In general, a Level 2 EV charger uses about 7,200 watts when charged at home, but that number varies depending on the mode and type of home charger you have. There are three levels of EV chargers — 1, 2, and 3. Most vehicles use a Level 2 for daily charging. The higher the level, the faster the charging process, and the more power it uses. The type of vehicle you purchase determines how much power it can accept.

Additionally, how much you drive your EV plays a role into how much electricity it uses to charge. According to EnergySage, the average American drives 14,000 miles per year. An EV consumes about 0.35 kWh per mile driven. If you do the math, that equals about 406.5 kWh per month. Based on the U.S. average electricity rate, this can run consumers about $58 per month, or $695 per year to charge an EV, but varies based on your state’s electricity rate.

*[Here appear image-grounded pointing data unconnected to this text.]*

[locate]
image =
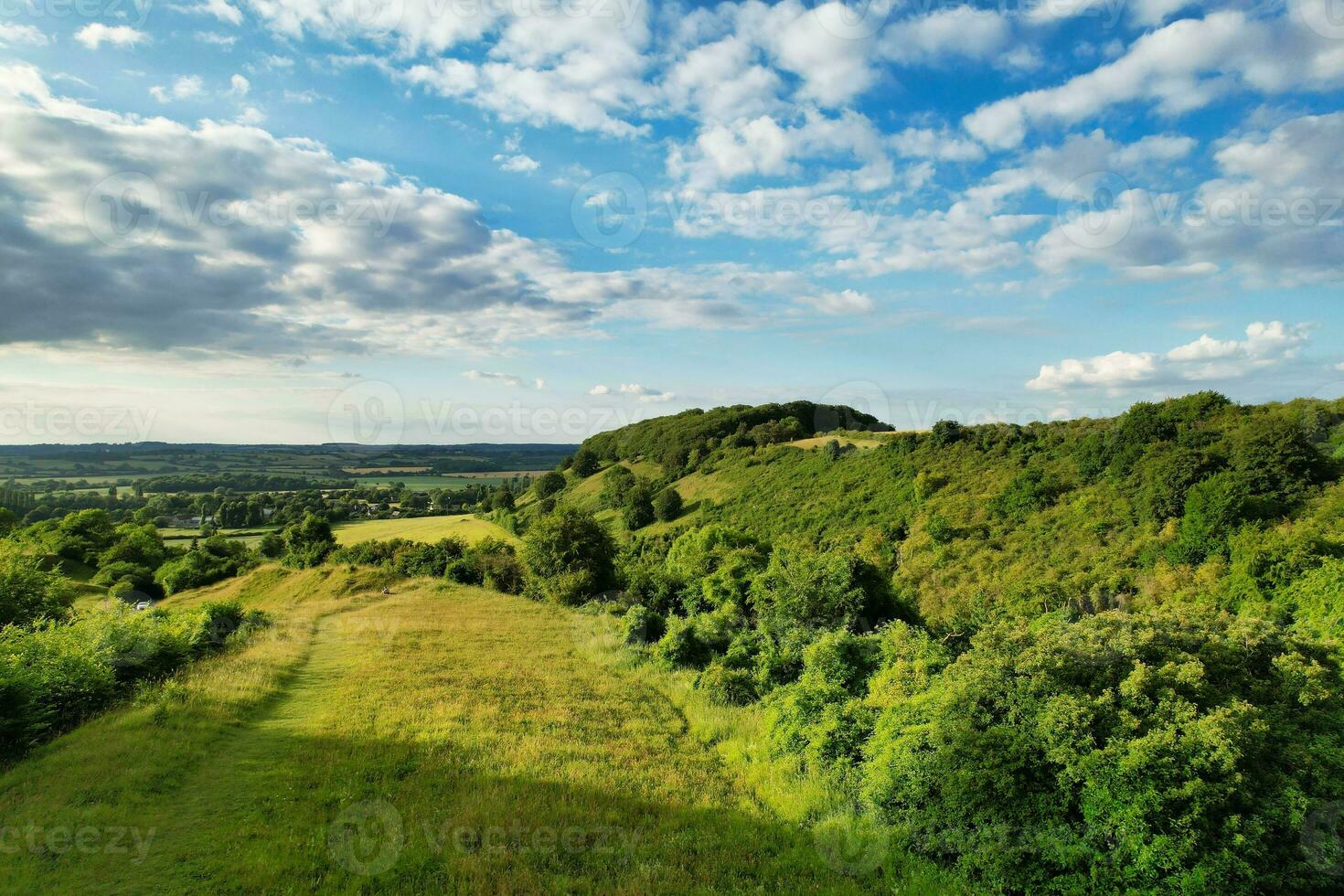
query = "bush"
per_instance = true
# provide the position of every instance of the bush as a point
(140, 578)
(667, 506)
(682, 646)
(726, 687)
(585, 464)
(615, 484)
(1212, 511)
(308, 541)
(637, 511)
(809, 590)
(1176, 752)
(211, 560)
(28, 592)
(549, 484)
(1029, 492)
(643, 626)
(57, 675)
(569, 557)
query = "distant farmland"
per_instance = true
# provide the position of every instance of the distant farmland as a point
(426, 528)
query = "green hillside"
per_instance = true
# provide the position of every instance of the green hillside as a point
(437, 739)
(1078, 657)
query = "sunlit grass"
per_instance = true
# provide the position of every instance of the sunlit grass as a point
(428, 528)
(434, 739)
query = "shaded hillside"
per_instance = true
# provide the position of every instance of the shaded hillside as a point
(686, 438)
(1192, 493)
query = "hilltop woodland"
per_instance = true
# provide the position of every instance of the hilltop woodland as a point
(1089, 656)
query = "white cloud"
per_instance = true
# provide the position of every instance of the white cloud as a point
(116, 212)
(220, 10)
(97, 34)
(846, 301)
(1201, 360)
(1179, 68)
(183, 88)
(766, 148)
(1272, 217)
(503, 379)
(926, 143)
(946, 35)
(520, 163)
(645, 394)
(12, 35)
(217, 39)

Compare a $58 monthly fill-up to a typical gas-powered vehicle, and you see why so many people are switching to EVs based on fuel prices. Overall, fueling EVs costs about one-third of the price of fueling gas-powered cars, on a mile-for-mile basis. The 14,000 miles driven per year on average, when divided by a 25.4 mpg national average fuel economy, gives you the average annual amount of gallons of gas consumed per driver: 551. Multiply that by the national average gas costs $3.42 (as of January 2022) and you get a total monthly fuel cost of $157.09. But if you drive an old truck in a state like California where gas is pricy, and that monthly cost could be much higher.

Although electric cars are less expensive to operate than gas-powered vehicles, there are other factors to consider. According to the U.S. Energy Information Administration, the average American uses 886 kWh per month, so an EV charger will potentially increase your home’s existing energy use by 50% and thus may require an upgraded electrical service. An EV frequently saves you money in the long run, but it’s important to note the upfront costs and increased home energy usage before taking the plunge.

Pro tip: If you live in an area with a TOU rate, charging your EV overnight during off-peak hours can help save money.